Maintenant, nous allons utiliser l’approche développée dans les sections précédentes pour construire une région de confiance de niveau 0,95 pour θ = (θ1, θ2)′. Les points critiques d1j et d2j, utilisés pour les statistiques d1 et d2, calculés par l’algorithme d’Imhof (1961), sont les suivants : d11 = 1,222, d21 = 2,77797, d12 = 1,1597, d22 = 2,7135. Ces points correspondent à des probabilités de queue égales à α/4 = 0,0125, de façon à ce que la probabilité de rejet du test global ne soit pas supérieure à α = 0,05.

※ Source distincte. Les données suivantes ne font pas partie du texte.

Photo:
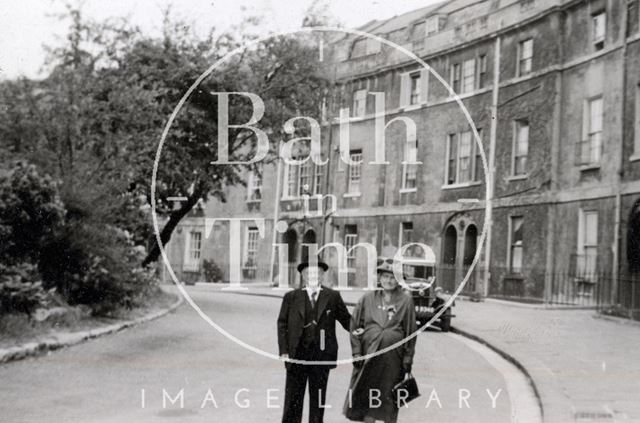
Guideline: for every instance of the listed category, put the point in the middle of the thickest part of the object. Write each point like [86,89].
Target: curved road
[121,378]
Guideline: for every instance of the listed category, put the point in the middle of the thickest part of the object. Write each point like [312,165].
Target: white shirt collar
[312,290]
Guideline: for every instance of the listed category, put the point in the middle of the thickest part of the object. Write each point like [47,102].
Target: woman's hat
[322,265]
[385,267]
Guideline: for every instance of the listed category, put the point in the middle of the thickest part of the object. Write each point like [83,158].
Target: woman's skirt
[371,391]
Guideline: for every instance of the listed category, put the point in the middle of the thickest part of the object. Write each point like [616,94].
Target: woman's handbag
[405,391]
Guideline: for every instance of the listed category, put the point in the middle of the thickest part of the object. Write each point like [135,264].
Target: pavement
[62,339]
[178,368]
[583,367]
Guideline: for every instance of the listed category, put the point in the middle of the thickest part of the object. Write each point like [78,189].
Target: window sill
[517,177]
[463,185]
[588,167]
[351,194]
[410,107]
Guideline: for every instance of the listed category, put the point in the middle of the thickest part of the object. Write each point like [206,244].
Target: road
[121,378]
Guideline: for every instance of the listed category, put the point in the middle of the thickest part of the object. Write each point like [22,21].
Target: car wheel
[445,321]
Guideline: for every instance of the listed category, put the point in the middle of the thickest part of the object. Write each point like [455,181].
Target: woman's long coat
[384,371]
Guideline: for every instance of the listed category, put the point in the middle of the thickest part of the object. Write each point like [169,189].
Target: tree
[95,121]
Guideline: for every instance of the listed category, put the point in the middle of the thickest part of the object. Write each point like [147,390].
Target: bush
[30,213]
[212,271]
[98,267]
[20,289]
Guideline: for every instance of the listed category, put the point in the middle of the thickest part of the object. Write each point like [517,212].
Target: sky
[27,25]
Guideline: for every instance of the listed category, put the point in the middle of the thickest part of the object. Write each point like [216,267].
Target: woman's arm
[357,322]
[410,327]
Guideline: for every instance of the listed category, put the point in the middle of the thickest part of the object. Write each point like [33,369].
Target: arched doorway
[291,239]
[308,238]
[470,247]
[449,254]
[633,239]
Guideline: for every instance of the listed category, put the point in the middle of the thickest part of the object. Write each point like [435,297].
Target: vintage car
[420,276]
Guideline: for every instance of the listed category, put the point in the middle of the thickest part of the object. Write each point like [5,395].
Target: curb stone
[460,332]
[67,339]
[619,320]
[511,359]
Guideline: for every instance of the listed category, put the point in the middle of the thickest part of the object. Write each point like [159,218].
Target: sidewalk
[49,342]
[585,369]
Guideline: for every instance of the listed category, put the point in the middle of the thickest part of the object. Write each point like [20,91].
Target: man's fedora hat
[322,265]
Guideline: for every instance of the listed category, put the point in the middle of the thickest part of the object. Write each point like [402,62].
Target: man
[307,331]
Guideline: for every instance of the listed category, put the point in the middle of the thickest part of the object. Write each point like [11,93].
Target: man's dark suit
[315,342]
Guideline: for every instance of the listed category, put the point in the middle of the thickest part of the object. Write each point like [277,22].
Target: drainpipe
[558,106]
[492,163]
[618,207]
[276,209]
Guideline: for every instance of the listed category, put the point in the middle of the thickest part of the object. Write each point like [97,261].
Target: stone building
[553,90]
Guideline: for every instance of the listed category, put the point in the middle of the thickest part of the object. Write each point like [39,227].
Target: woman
[381,318]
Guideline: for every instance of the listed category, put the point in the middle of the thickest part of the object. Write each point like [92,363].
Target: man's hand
[358,332]
[407,368]
[285,357]
[357,363]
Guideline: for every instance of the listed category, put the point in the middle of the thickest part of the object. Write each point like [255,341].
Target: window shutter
[424,86]
[405,87]
[581,224]
[585,132]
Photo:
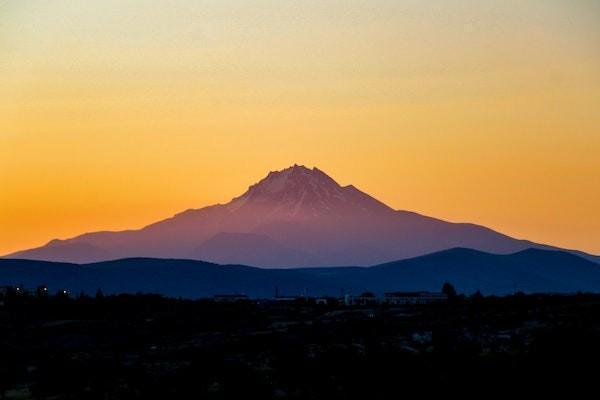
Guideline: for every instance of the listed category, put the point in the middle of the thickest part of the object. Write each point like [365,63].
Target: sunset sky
[114,114]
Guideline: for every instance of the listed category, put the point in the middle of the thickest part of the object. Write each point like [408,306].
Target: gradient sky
[114,114]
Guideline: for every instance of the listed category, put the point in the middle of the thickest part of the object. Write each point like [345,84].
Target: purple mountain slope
[294,217]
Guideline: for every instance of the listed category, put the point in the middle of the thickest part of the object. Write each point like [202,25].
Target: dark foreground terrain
[148,347]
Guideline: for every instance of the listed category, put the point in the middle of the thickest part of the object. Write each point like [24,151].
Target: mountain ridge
[530,271]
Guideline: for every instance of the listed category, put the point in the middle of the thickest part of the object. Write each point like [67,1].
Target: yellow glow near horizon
[116,114]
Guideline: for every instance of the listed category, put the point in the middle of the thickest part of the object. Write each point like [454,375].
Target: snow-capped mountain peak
[301,192]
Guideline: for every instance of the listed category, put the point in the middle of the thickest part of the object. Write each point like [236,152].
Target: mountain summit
[300,193]
[293,217]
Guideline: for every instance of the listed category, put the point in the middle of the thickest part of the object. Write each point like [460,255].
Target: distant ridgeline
[468,270]
[296,217]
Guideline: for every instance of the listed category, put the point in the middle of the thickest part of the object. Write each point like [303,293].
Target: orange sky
[115,115]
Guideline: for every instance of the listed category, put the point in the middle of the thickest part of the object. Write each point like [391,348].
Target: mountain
[292,218]
[531,270]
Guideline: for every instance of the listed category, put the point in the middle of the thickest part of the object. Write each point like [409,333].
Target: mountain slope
[302,217]
[531,270]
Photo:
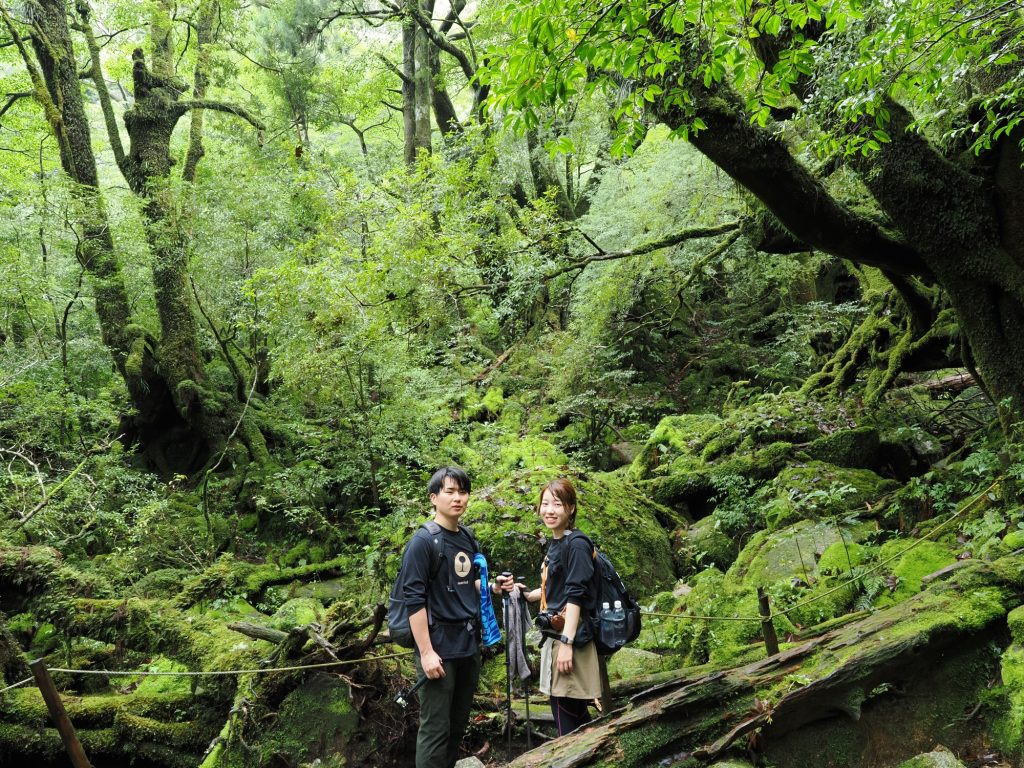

Comme en présence d’une constante, la statistique dj(θ) a une distribution symétrique par rapport à 2, il est naturel de choisir αij = αj/2. De plus, nous avons traité de façon symétrique les deux coefficients θ1 et θ2, d’où le choix de αij = α /4. Notons que les différents partages de α en αj, j = 1, ..., p conduisent à des procédures différentes dont les puissances ne sont pas en principe identiques. A priori il n’est pas évident qu’un certain partage domine uniformément les autres.

Si on considère d’abord un ensemble admissible de valeur de θ2 contraint sur [–2,0, 2,0], sans imposer les conditions de stationnarité, on obtient la région de confiance conjointe pour θ1 et θ2 qui apparaît sur le graphique 3. On remarque que celle-ci est très allongée autour de θ1 = 1, qu’elle est petite par rapport au triangle de stationnarité et que l’estimation de θ1 paraît beaucoup plus précise que celle de θ2[6]. Sur le graphique 4, nous montrons un agrandissement de la région pertinente.

Graphique 3

Région de confiance exacte de niveau 0,95 pour les coefficients du modèle AR(2) du P.I.B. tunisien (1961-1992)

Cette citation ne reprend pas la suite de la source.